ACN calls on a re‍-‍elected Labor to fast‍-‍track health reform


Monday, 05 May, 2025

ACN calls on a re‍-‍elected Labor to fast‍-‍track health reform

In the wake of Labor’s federal re-election, the Australian College of Nursing (ACN) is calling for the government to fast-track its health reform processes, especially the recommendations of the Cormack Review.

“It is vital that the momentum for significant and much-needed health reform initiated by Health Minister Mark Butler, Assistant Health Minister Ged Kearney, Aged Care Minister Anika Wells and Assistant Minister for Indigenous Health Malarndirri McCarthy continues and picks up pace in this second term,” ACN CEO Adjunct Professor Kathryn Zeitz FACN said.

“The time to restructure the health system for the future is now,” Zeitz said. “We have a once-in-a-generation opportunity to truly reform Medicare and the health system to make it sustainable in the years and decades ahead — for our children and their children.”

Zeitz said Australia must move beyond doctor-only healthcare solutions, and that nurses, nurse practitioners, midwives, pharmacists, physiotherapists and other allied health professionals have more to offer in multidisciplinary teams. “Scope of practice reforms will allow all health professionals to work to their full capacity and potential — what they were trained and educated to do,” Zeitz said.
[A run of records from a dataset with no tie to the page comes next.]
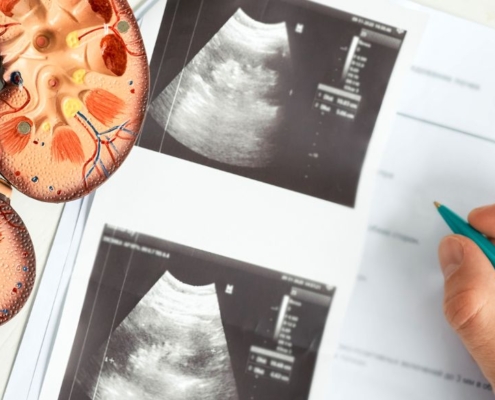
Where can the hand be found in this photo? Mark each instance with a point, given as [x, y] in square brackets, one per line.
[469, 301]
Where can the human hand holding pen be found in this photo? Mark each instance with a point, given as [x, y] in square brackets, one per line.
[469, 299]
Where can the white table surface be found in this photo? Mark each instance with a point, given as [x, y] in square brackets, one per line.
[42, 219]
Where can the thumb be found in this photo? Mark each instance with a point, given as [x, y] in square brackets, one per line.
[469, 302]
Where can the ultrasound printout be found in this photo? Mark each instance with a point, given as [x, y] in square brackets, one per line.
[285, 92]
[164, 321]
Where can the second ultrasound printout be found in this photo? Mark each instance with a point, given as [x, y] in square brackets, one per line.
[284, 92]
[161, 320]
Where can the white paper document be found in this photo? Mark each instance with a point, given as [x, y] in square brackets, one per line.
[215, 264]
[34, 352]
[396, 343]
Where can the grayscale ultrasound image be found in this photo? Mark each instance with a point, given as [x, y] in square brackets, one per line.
[171, 346]
[164, 321]
[286, 92]
[228, 104]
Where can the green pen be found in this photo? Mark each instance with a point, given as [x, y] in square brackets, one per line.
[461, 227]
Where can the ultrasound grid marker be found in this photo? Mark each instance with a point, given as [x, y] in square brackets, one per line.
[381, 39]
[281, 316]
[338, 92]
[350, 56]
[272, 354]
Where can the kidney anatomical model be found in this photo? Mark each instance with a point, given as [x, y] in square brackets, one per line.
[73, 92]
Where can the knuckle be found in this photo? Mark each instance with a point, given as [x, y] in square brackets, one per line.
[463, 311]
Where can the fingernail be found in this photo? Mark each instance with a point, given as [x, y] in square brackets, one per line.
[451, 254]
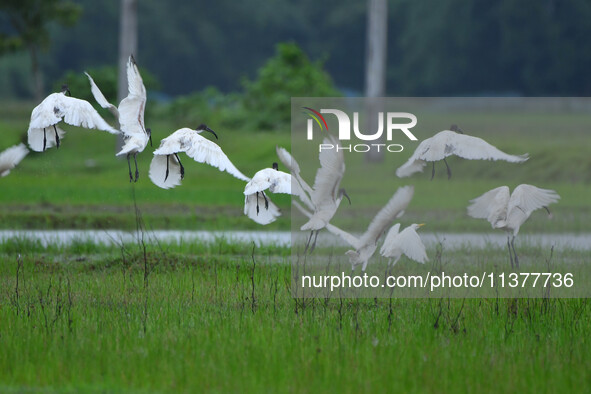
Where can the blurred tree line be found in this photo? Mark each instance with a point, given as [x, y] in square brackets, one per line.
[436, 47]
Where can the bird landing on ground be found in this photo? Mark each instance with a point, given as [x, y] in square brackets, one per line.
[453, 142]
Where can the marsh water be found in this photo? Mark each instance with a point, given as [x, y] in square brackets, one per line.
[580, 241]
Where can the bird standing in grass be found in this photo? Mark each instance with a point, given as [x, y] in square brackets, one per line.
[10, 157]
[44, 131]
[366, 245]
[452, 142]
[130, 115]
[407, 242]
[166, 169]
[509, 211]
[326, 195]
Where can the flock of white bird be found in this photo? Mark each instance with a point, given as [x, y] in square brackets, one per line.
[318, 203]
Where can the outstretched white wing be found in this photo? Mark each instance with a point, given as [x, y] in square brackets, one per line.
[198, 148]
[301, 187]
[474, 148]
[415, 163]
[528, 198]
[266, 213]
[329, 175]
[407, 242]
[100, 97]
[387, 214]
[491, 206]
[269, 178]
[158, 168]
[447, 143]
[347, 237]
[56, 107]
[80, 113]
[10, 157]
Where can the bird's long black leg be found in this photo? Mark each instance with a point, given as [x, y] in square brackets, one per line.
[137, 173]
[448, 169]
[308, 243]
[57, 138]
[129, 166]
[180, 164]
[315, 239]
[166, 175]
[510, 253]
[515, 252]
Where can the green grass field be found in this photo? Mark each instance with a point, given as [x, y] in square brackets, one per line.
[82, 185]
[221, 318]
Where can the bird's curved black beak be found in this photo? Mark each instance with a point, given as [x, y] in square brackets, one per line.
[455, 128]
[149, 131]
[344, 194]
[212, 132]
[66, 90]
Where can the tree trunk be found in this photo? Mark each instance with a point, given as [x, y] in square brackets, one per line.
[127, 46]
[37, 74]
[375, 71]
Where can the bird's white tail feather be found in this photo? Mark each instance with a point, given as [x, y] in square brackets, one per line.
[36, 136]
[313, 224]
[158, 171]
[265, 215]
[409, 168]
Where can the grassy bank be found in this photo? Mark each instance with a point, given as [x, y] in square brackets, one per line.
[221, 317]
“New funding models, including blended payment systems, will create efficiencies and improve patient access to the care they need when they need it and where they need it. This will create equity of access for rural, regional and remote communities; First Nations communities; disadvantaged and vulnerable populations; and older Australians.

“The government has the blueprints for action — including the work of the Strengthening Medicare Taskforce, the National Nursing Workforce Strategy and the Scope of Practice Review.” 
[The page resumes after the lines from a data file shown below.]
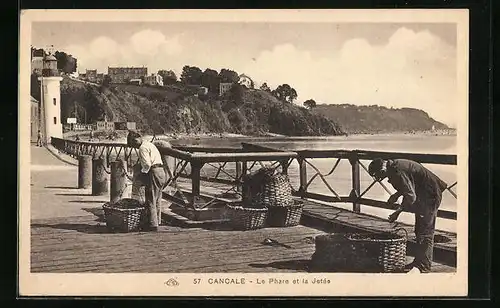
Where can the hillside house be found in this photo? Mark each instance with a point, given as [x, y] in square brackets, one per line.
[125, 126]
[104, 126]
[125, 74]
[91, 75]
[137, 82]
[246, 81]
[153, 80]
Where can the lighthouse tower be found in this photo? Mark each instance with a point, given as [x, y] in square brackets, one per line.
[50, 111]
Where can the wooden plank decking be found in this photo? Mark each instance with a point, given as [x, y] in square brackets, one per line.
[327, 215]
[82, 244]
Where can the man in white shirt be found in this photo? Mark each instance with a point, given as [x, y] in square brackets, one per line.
[151, 166]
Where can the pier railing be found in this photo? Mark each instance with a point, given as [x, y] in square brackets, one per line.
[219, 171]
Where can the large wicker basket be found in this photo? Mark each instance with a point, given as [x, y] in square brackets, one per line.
[127, 215]
[285, 216]
[369, 253]
[275, 191]
[244, 218]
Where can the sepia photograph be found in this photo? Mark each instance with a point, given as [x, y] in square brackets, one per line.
[244, 152]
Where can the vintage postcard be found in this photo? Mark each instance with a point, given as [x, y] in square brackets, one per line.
[243, 153]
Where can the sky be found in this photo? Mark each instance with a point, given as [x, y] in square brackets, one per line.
[387, 64]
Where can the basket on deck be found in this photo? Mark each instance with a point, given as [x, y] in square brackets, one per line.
[268, 189]
[244, 218]
[125, 215]
[285, 216]
[369, 253]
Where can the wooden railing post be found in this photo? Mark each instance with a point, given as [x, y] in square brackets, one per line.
[284, 166]
[195, 181]
[356, 185]
[239, 173]
[303, 176]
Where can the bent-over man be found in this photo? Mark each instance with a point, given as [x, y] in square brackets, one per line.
[155, 179]
[422, 192]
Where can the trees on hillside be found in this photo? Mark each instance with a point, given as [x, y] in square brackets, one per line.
[265, 87]
[285, 93]
[211, 80]
[228, 76]
[168, 76]
[310, 103]
[191, 75]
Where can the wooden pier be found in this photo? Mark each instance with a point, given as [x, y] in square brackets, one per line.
[196, 239]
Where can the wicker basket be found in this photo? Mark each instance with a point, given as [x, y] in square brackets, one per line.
[242, 218]
[127, 215]
[375, 253]
[285, 216]
[276, 192]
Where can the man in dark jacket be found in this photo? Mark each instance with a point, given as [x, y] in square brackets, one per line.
[151, 167]
[422, 192]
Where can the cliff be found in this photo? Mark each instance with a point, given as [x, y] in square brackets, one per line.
[176, 108]
[378, 119]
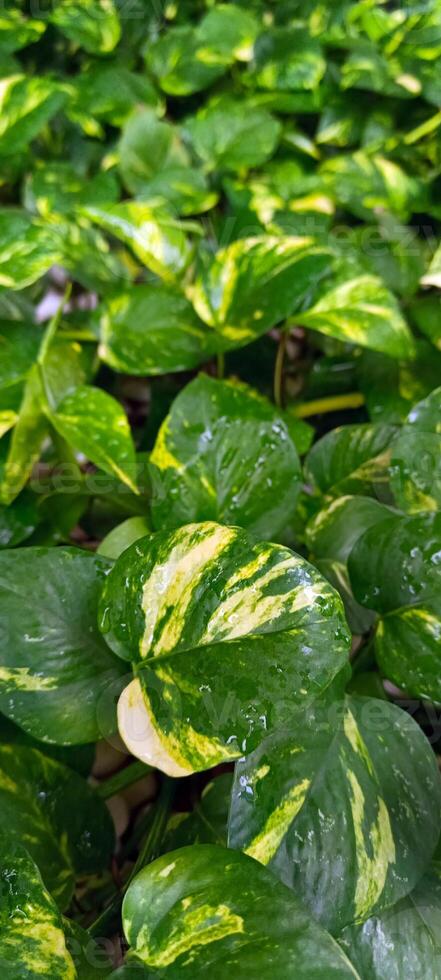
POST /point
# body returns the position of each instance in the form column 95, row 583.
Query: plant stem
column 278, row 370
column 121, row 779
column 332, row 404
column 107, row 922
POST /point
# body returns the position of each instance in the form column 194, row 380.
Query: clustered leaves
column 220, row 488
Zeitz said the Cormack Review outlines the funding and regulatory reform required to deliver real improvements to the delivery of primary health care.

“In an era of soaring rates of chronic conditions and an aging population, we need the multidisciplinary care these reports envision to address strains on our health system and preventable hospital admissions,” Zeitz said. “We need funding reform for primary care to increase the proportion of blended funding, which would allow funding of more multidisciplinary care in primary practice.”

Specific funding for innovative nurse-led models of care is also being called for by Zeitz, as is the need for workforce shortages to remain a critical focus. “We look forward to the release of the National Nursing Workforce Strategy this term. We require comprehensive measures to not only attract people to the profession, but to provide incentives to former nurses to return to practice, and for current nurses to remain committed to their vital roles,” Zeitz said.

“Overcoming resistance to change and doing the technical reform work will deliver enormous benefits to the health budget — and, most importantly, to patients.”